The US Food and Drug Administration’s Janet Woodcock is under investigation for an alleged conflict of interest involving two generic drugmakers and approval of their drugs.
An official ethics complaint has been filed against the Director of the FDA’s Centre for Drug Evaluation and Research by Amphastar Pharmaceuticals, the Wall Street Journal has reported.
The California-based generics firm claims approval of its generic version of Sanofi-Aventis’ blockbuster blood thinner Lovenox (enoxaparin) has been delayed by six years, while the company’s competitor, Momenta Pharmaceuticals, has had “special access” to the Director during the drug approval process of its generic version of Lovenox, which it submitted for approval two years later.
Amphastar claims Woodcock co-authored two journal articles with Momenta scientists during the same time the company was aiming for drug approval.

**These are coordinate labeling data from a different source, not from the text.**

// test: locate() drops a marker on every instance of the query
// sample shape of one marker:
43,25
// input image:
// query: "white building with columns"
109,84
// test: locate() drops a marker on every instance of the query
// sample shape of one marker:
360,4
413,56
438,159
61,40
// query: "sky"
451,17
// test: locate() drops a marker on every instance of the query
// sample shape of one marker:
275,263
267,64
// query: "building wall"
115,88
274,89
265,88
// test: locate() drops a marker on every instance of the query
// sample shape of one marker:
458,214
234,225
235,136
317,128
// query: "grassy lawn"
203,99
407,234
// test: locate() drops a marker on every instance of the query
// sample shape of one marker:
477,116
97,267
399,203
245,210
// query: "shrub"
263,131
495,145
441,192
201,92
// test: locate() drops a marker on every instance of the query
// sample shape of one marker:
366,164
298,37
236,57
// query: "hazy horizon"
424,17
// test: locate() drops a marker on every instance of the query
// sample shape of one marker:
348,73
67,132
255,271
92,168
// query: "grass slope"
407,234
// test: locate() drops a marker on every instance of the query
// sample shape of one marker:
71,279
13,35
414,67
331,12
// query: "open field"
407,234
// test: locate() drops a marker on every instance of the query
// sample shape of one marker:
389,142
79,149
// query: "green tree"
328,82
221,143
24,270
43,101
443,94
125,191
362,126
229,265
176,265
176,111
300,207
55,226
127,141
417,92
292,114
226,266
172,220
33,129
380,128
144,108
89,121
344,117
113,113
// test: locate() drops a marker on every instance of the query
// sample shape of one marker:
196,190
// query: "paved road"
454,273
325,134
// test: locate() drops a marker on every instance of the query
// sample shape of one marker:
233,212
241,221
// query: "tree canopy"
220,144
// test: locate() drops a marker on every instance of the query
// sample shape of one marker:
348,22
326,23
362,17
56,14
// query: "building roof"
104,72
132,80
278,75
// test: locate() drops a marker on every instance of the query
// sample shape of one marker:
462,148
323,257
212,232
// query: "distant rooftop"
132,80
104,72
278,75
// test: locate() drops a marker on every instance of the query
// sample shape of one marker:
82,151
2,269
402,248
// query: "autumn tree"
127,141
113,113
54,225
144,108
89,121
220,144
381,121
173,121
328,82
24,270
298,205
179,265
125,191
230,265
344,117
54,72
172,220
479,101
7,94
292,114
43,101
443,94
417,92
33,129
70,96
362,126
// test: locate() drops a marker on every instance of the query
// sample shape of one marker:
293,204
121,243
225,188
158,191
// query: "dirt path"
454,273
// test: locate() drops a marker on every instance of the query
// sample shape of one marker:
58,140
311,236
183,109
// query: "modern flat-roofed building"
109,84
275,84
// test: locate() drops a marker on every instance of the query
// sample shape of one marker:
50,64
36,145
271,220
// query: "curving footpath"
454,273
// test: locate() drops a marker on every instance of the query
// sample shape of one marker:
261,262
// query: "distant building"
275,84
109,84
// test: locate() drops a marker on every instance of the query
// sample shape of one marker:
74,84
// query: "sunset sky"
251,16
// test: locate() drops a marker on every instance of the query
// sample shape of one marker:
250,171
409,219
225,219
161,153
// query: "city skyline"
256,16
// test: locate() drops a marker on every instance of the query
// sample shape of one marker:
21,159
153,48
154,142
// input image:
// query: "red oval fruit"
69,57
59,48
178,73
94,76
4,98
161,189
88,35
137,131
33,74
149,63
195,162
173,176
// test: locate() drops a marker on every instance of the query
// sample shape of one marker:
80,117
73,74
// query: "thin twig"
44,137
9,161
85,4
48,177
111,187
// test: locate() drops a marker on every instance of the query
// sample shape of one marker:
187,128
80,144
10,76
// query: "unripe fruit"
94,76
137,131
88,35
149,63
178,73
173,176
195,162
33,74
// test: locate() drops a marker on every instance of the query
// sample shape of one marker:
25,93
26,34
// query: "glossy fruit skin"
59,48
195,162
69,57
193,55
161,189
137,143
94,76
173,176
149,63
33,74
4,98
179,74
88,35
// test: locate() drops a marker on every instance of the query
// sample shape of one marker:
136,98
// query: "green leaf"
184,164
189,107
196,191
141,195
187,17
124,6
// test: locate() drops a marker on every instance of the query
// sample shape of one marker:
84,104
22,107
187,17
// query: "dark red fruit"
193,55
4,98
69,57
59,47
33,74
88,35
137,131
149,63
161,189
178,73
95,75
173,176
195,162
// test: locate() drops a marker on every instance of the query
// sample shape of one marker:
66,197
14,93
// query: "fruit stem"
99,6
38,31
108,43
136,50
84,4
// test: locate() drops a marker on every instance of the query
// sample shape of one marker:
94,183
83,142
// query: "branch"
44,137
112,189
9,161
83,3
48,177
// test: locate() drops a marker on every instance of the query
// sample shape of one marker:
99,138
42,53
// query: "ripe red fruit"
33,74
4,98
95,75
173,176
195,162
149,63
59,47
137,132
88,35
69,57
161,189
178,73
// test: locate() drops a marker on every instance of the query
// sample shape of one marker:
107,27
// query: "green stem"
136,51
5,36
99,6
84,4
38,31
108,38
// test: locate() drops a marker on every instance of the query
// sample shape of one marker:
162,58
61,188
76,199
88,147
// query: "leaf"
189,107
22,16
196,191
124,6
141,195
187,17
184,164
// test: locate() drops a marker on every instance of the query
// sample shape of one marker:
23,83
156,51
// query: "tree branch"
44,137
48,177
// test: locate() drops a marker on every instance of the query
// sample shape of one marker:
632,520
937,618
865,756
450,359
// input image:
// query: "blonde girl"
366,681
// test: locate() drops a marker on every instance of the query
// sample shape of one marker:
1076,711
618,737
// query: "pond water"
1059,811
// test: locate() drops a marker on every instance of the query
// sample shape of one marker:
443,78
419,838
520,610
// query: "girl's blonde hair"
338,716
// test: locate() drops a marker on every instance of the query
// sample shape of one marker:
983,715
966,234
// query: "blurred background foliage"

The company also says one of the founders of Momenta, Ram Sasisekharan, was appointed to lead an FDA task force in 2008, which Amphastar claims put Momenta in constant contact with the FDA.
Amphastar applied for approval of its generic drug in 2003, while Momenta did not submit applications for approval until two years later. However, the FDA rejected Amphastar’s application in 2007 citing more data was required but Momenta also had to submit additional data based on immunogenicity concerns.
An FDA Spokesman told the WSJ: “The FDA is aware of the situation, takes it seriously and is looking into the matter”.
Meanwhile, the Administration’s top medical device regulator Daniel Schultz is reported to be resigning after internal issues.